Tampouco se pode dizer que a verdade depende da utilidade prática. É a utilidade prática quem depende da verdade. Assim, uma proposição falsa pode ser útil, mas isso não a torna verdadeira. A verdade, no entanto, normalmente serve para resolver problemas práticos e é por isso que nós recorremos à ciência e à lógica não somente numa busca contemplativa.
Na política, acreditar que não existem verdades a não ser aquelas criadas pelas comunidades linguísticas é algo extremamente perigoso porque abandona a ética. Sem o limite mínimo da correspondência com os fatos, pode-se tudo.

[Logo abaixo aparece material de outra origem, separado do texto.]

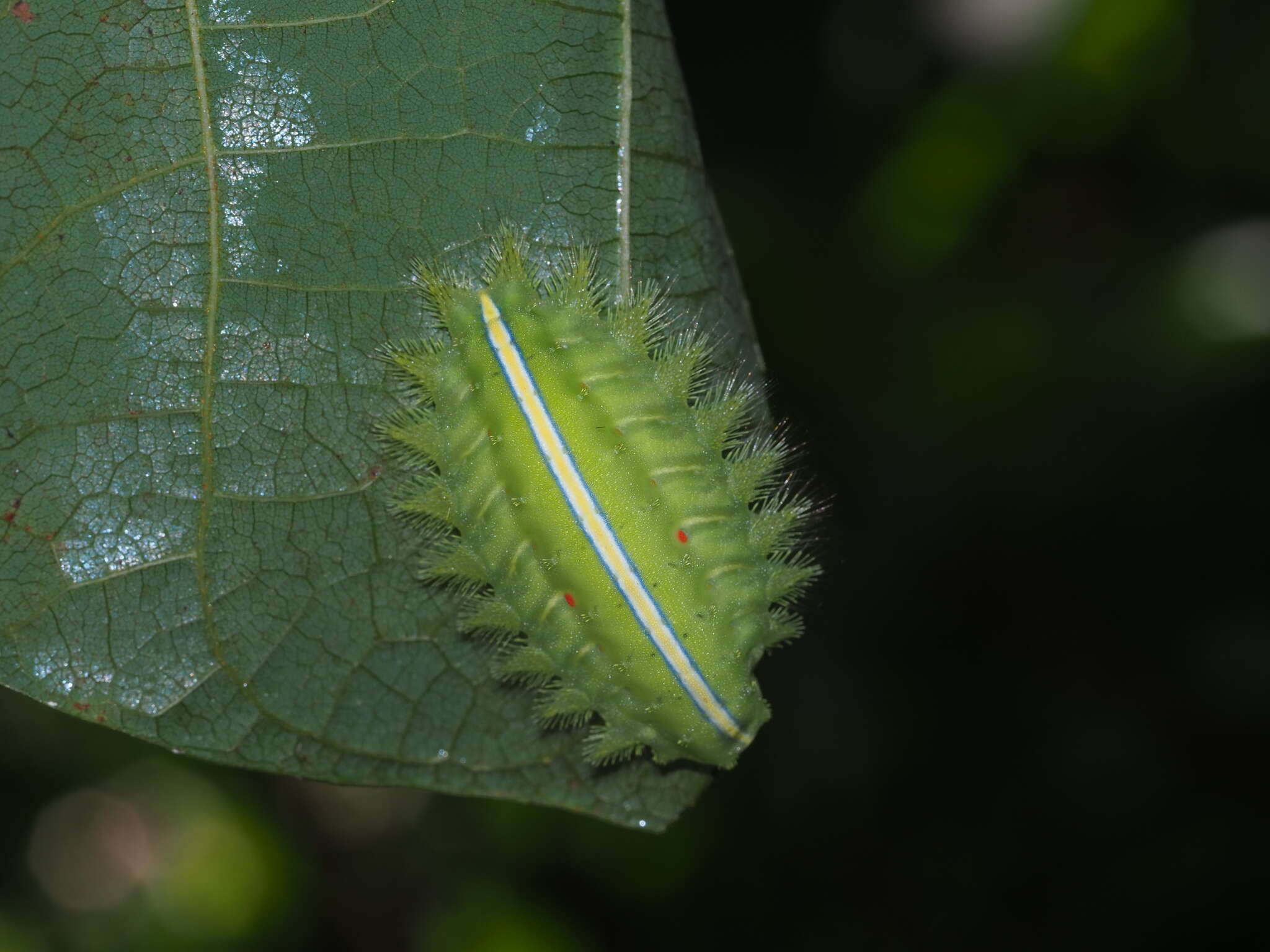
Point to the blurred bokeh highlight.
(1010, 263)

É isso que o PT tenta fazer com esse episódio da agressão a José Serra. Não querem reconhecer um fato, gravado por câmeras e confirmado por peritos. Serra foi agredido por outro objeto, que não uma bolinha de papel. Assim, ao contrário do que disse Lula, não houve farsa alguma.
Mesmo depois de desmascarado o erro do SBT, alguns petistas teimam em reconhecer a verdade e se voltam contra a Rede Globo. Falam como se pudessem, pela repetição, transformar uma mentira em verdade.
Em homenagem a essa turma, cito um trecho de 1984, de George Orwell:
– Lembras-te de escrever no teu diário: “Liberdade é a liberdade de escrever que dois e dois são quatro?”
– Lembro.
O’Brien mostrou a mão esquerda, de dorso para Winston, com o polegar oculto e mostrando quatro dedos.
– Quantos dedos tenho aqui, Winston?
– Quatro.
– E se o Partido disser que não são quatro, mas cinco... quantos?
– Quatro.
A palavra acabou numa exclamação de dor. O ponteiro do mostrador fora até cinqüenta e cinco. O suor brotara em todo o corpo de Winston. O ar rasgava-lhe os pulmões e saía de novo em profundos gemidos que nem mesmo trincando os dentes ele conseguia calar. O’Brien observava-o, com os quatro dedos ainda estendidos. Puxou a alavanca. Desta vez a dor apenas diminuiu um pouco.